First-quarter 2017 container shipments in the trade between Europe and East Coast South America continued the strong growth in the southbound traffic following a long period of decline, with the opposite being true for the northbound leg.
Southbound container volumes increased by 9% year-on-year in the first quarter, following on from a 14% uplift in the fourth quarter of 2016. Drewry said that, prior to that, the trade had not seen growth since the start of 2014.
However, northbound shipments to Europe closed last year 2.1% up, bringing volumes back up to where they stood in 2012, but the slowdown in trade witnessed in the fourth quarter of 2016 continued in the first quarter this year as box volumes decreased by 7%.
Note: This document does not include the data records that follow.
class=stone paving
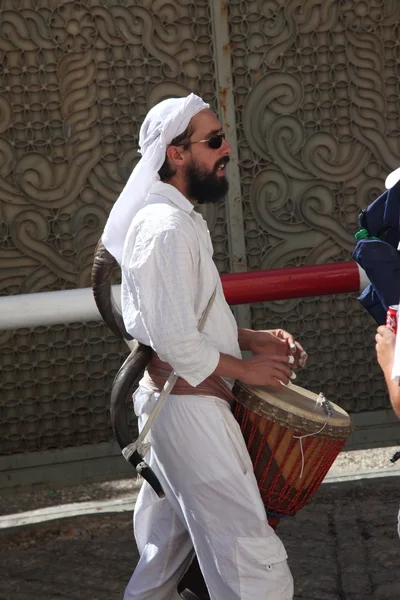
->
[0,476,400,600]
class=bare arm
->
[375,325,400,419]
[213,354,293,389]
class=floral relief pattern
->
[0,0,400,454]
[0,0,222,454]
[229,0,400,411]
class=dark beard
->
[186,158,229,204]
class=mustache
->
[214,156,230,173]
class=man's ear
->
[167,146,185,167]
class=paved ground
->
[0,476,400,600]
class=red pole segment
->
[221,261,360,305]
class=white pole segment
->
[0,285,121,330]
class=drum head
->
[233,381,353,438]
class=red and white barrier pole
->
[0,262,369,331]
[221,261,369,305]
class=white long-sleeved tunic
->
[121,182,241,386]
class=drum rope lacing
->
[293,392,332,479]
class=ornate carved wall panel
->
[0,0,229,453]
[229,0,400,410]
[0,0,400,454]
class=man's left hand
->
[245,329,308,367]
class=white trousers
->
[124,388,293,600]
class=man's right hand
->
[238,354,296,390]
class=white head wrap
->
[102,94,209,264]
[385,168,400,190]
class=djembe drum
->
[178,382,353,600]
[234,382,353,526]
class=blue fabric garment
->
[353,181,400,325]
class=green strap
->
[354,229,379,241]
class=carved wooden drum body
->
[233,382,353,525]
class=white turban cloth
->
[385,169,400,190]
[102,94,209,264]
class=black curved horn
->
[110,341,164,498]
[92,239,164,498]
[92,239,132,340]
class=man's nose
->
[221,139,232,156]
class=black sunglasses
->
[189,133,225,150]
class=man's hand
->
[375,325,396,377]
[240,354,296,390]
[239,329,308,367]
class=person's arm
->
[129,228,293,388]
[238,328,308,367]
[213,354,295,389]
[375,325,400,419]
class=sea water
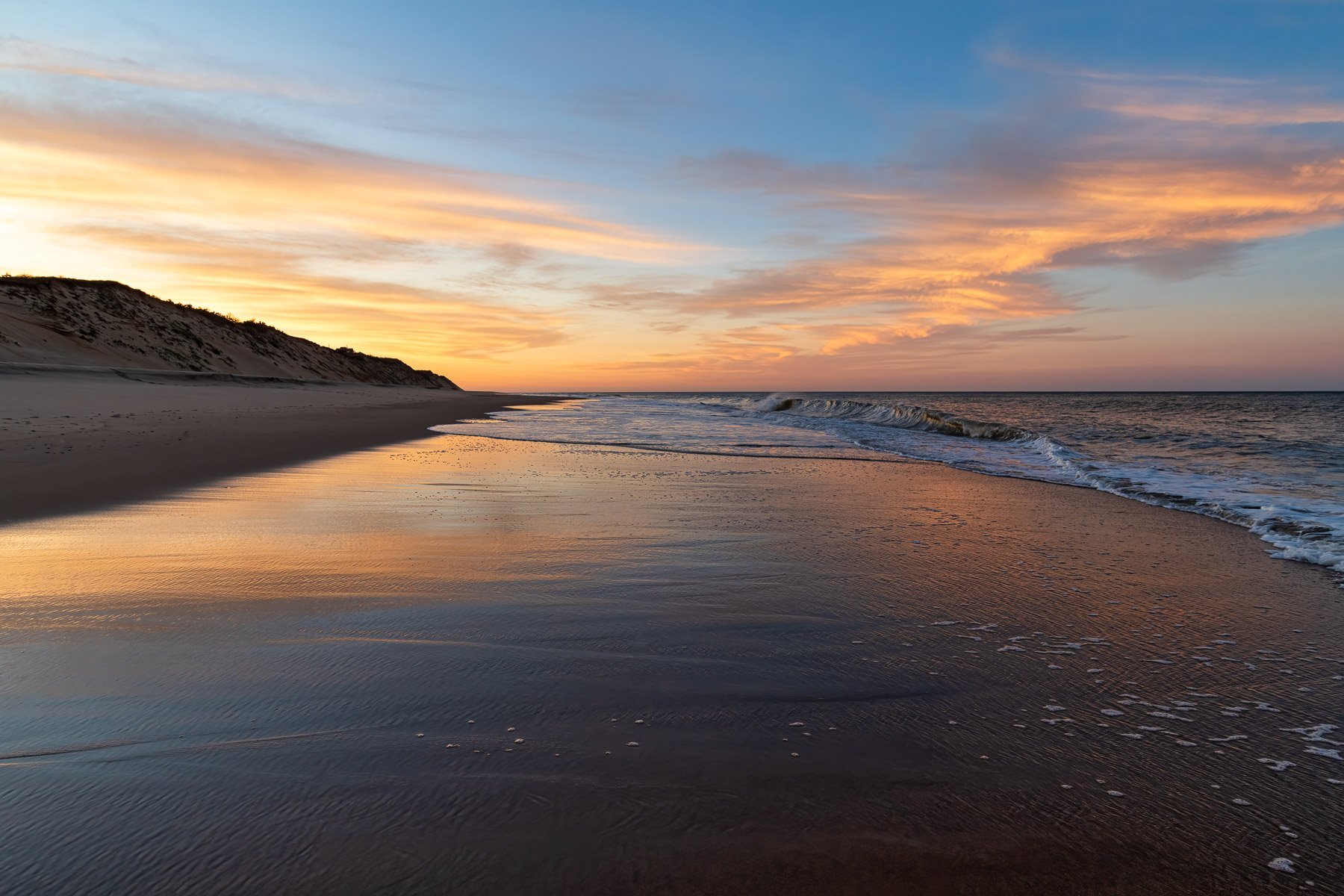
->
[434,392,1344,572]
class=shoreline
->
[0,434,1344,896]
[0,368,555,525]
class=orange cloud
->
[594,82,1344,381]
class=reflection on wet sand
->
[0,437,1344,893]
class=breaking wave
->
[702,393,1032,442]
[434,392,1344,582]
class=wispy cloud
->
[594,63,1344,381]
[0,37,368,102]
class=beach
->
[0,421,1344,895]
[0,365,547,523]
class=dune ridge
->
[0,276,460,390]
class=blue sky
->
[0,0,1344,390]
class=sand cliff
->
[0,277,458,390]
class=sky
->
[0,0,1344,391]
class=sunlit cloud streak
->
[593,70,1344,376]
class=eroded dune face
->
[0,277,458,390]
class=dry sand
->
[0,429,1344,896]
[0,368,547,521]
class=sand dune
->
[0,277,458,390]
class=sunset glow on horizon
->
[0,0,1344,391]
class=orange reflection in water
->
[0,435,635,635]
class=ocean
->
[434,392,1344,571]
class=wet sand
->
[0,432,1344,896]
[0,364,548,523]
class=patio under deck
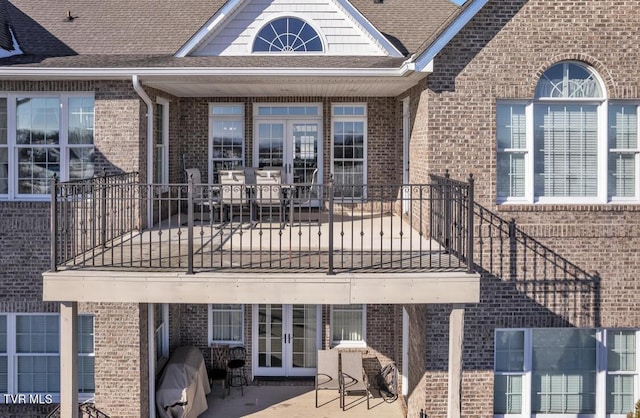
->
[199,382,404,418]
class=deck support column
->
[60,302,78,418]
[447,304,464,418]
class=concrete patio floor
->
[199,384,404,418]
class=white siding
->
[193,0,387,56]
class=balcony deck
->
[43,176,479,303]
[58,212,466,274]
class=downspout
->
[131,74,156,418]
[131,74,153,228]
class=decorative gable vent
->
[253,17,324,52]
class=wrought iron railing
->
[51,174,473,274]
[474,203,600,326]
[47,403,109,418]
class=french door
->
[252,304,321,376]
[253,119,322,184]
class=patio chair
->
[316,350,340,408]
[220,170,251,221]
[227,346,249,396]
[254,169,286,227]
[340,352,369,411]
[184,168,220,221]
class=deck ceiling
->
[141,73,426,97]
[43,270,480,304]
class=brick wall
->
[0,81,148,417]
[400,0,640,418]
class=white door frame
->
[402,307,409,396]
[251,103,324,184]
[251,304,322,376]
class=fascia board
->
[415,0,489,71]
[175,0,245,57]
[0,62,413,79]
[334,0,403,57]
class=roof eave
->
[415,0,489,72]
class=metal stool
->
[227,347,249,396]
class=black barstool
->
[227,347,249,396]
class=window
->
[153,303,169,373]
[253,17,323,53]
[209,304,244,345]
[496,62,640,203]
[153,98,169,184]
[331,305,366,346]
[494,328,639,417]
[78,315,96,394]
[0,314,95,402]
[0,94,94,199]
[209,104,244,183]
[332,105,367,198]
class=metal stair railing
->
[47,403,109,418]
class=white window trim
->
[329,303,367,348]
[207,303,245,346]
[496,98,640,205]
[154,97,170,186]
[207,102,247,183]
[493,328,640,418]
[0,91,95,201]
[0,312,95,405]
[329,102,369,201]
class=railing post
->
[442,170,453,251]
[467,174,475,273]
[100,171,107,248]
[187,174,193,274]
[327,174,335,275]
[50,174,58,271]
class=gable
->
[184,0,402,57]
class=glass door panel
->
[291,122,319,184]
[289,305,318,376]
[257,305,284,375]
[253,304,321,376]
[256,121,285,168]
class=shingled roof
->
[0,0,462,68]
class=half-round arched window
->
[536,62,603,99]
[253,17,323,52]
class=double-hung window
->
[209,303,244,345]
[331,104,367,199]
[496,62,640,203]
[209,103,244,183]
[330,304,367,347]
[494,328,640,418]
[0,93,94,199]
[0,313,95,403]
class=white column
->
[447,304,464,418]
[60,302,78,418]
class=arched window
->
[496,61,640,203]
[253,17,323,52]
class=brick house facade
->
[0,0,640,418]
The latest numbers show that southbound shipments marginally overtook those on the northbound leg in the first three months of 2017, by 189,000 TEU to 187,000 TEU. The northbound leg had held the upper-hand since the third quarter of 2015, Drewry said, adding that the growth is now “exclusive to the southbound market.”
March figures pushed the southbound moving average up to 1.8%, its highest mark since June 2014. In contrast, the northbound rolling average sunk to -2.8%, the worst reading since April 2015. The gap between the two legs is expected to continue to widen as the year progresses, Drewry informed.